Mu Wancen, Chen Jiawen, Davis Eric S, Reed Kathleen, Phanstiel Douglas, Love Michael I, Li Didong
Department of Biostatistics, University of North Carolina at Chapel Hill, Chapel Hill, NC 27599, United States.
Curriculum in Bioinformatics and Computational Biology, University of North Carolina at Chapel Hill, Chapel Hill, NC 27599, United States.
Biometrics. 2025 Jan 7;81(1). doi: 10.1093/biomtc/ujae156.
Investigating the relationship, particularly the lead-lag effect, between time series is a common question across various disciplines, especially when uncovering biological processes. However, analyzing time series presents several challenges. Firstly, due to technical reasons, the time points at which observations are made are not at uniform intervals. Secondly, some lead-lag effects are transient, necessitating time-lag estimation based on a limited number of time points. Thirdly, external factors also impact these time series, requiring a similarity metric to assess the lead-lag relationship. To counter these issues, we introduce a model grounded in the Gaussian process, affording the flexibility to estimate lead-lag effects for irregular time series. In addition, our method outputs dissimilarity scores, thereby broadening its applications to include tasks such as ranking or clustering multiple pairwise time series when considering their strength of lead-lag effects with external factors. Crucially, we offer a series of theoretical proofs to substantiate the validity of our proposed kernels and the identifiability of kernel parameters. Our model demonstrates advances in various simulations and real-world applications, particularly in the study of dynamic chromatin interactions, compared to other leading methods.
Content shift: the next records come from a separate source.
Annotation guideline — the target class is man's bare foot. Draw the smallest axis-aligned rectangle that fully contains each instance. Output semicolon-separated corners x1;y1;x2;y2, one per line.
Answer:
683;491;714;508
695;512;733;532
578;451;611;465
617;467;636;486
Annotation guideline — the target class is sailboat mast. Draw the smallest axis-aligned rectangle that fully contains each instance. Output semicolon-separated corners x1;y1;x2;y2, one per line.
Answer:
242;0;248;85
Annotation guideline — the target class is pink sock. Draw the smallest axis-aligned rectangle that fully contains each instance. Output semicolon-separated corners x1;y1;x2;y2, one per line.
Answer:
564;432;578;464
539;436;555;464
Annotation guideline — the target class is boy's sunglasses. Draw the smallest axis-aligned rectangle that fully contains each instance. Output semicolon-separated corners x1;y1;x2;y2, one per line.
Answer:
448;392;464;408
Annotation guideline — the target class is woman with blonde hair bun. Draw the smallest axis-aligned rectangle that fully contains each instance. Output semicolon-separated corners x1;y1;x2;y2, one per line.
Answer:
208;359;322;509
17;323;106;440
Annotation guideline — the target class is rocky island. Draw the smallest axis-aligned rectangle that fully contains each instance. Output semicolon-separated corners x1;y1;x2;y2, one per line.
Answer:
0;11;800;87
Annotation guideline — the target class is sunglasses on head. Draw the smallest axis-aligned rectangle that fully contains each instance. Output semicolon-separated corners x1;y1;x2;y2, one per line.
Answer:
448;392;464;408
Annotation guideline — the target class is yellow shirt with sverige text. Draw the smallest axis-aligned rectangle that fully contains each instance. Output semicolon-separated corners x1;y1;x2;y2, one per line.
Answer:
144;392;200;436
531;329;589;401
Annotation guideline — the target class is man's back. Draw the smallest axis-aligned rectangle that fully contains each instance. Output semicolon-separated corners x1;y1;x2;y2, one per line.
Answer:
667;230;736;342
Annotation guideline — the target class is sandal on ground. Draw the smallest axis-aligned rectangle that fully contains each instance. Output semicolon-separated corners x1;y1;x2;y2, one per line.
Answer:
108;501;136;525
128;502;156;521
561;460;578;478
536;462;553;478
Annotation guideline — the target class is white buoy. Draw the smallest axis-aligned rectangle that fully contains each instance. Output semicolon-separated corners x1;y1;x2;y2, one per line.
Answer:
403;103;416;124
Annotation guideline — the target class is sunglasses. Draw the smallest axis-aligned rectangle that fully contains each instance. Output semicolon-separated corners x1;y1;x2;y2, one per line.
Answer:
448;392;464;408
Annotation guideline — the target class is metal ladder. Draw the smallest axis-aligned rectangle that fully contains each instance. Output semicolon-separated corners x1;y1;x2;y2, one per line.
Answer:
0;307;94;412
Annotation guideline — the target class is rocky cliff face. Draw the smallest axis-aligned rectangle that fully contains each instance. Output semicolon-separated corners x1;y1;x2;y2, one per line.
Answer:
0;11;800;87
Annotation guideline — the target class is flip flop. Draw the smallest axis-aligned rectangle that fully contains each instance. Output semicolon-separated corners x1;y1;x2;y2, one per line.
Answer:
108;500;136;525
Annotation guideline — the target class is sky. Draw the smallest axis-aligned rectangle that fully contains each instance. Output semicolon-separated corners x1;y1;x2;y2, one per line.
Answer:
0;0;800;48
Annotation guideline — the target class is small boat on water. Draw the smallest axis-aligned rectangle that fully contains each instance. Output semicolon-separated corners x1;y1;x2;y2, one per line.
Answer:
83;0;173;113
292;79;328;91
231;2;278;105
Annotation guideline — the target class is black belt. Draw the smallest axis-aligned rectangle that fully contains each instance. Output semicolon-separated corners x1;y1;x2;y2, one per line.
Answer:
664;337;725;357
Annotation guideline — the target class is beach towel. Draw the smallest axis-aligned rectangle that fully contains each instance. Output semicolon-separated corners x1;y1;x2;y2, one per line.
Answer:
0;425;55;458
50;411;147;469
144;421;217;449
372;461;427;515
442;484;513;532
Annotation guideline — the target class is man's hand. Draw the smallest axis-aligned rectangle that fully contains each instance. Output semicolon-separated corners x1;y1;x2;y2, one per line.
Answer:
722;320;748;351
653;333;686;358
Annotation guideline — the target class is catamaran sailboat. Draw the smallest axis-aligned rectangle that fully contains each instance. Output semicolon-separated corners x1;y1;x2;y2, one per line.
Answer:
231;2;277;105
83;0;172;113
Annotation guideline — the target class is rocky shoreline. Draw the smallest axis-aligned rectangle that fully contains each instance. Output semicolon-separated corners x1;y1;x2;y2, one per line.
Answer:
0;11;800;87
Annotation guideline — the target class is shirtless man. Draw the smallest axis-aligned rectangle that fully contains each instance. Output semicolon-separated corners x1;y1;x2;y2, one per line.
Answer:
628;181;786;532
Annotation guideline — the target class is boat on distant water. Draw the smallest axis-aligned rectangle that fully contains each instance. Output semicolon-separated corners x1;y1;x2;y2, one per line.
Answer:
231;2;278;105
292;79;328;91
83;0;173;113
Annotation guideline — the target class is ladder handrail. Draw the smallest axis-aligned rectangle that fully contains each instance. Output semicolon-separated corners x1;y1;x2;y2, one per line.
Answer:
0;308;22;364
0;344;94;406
研究时间序列之间的关系,尤其是超前-滞后效应,是各个学科中常见的问题,在揭示生物过程时尤为如此。然而,分析时间序列存在若干挑战。首先,由于技术原因,进行观测的时间点并非等间隔的。其次,一些超前-滞后效应是短暂的,这就需要基于有限数量的时间点来估计时间滞后。第三,外部因素也会影响这些时间序列,需要一种相似性度量来评估超前-滞后关系。为应对这些问题,我们引入了一个基于高斯过程的模型,它能够灵活地估计不规则时间序列的超前-滞后效应。此外,我们的方法输出差异分数,从而拓宽了其应用范围,包括在考虑多个成对时间序列与外部因素的超前-滞后效应强度时进行排序或聚类等任务。至关重要的是,我们提供了一系列理论证明,以证实我们提出的核的有效性以及核参数的可识别性。与其他领先方法相比,我们的模型在各种模拟和实际应用中都有进展,特别是在动态染色质相互作用的研究中。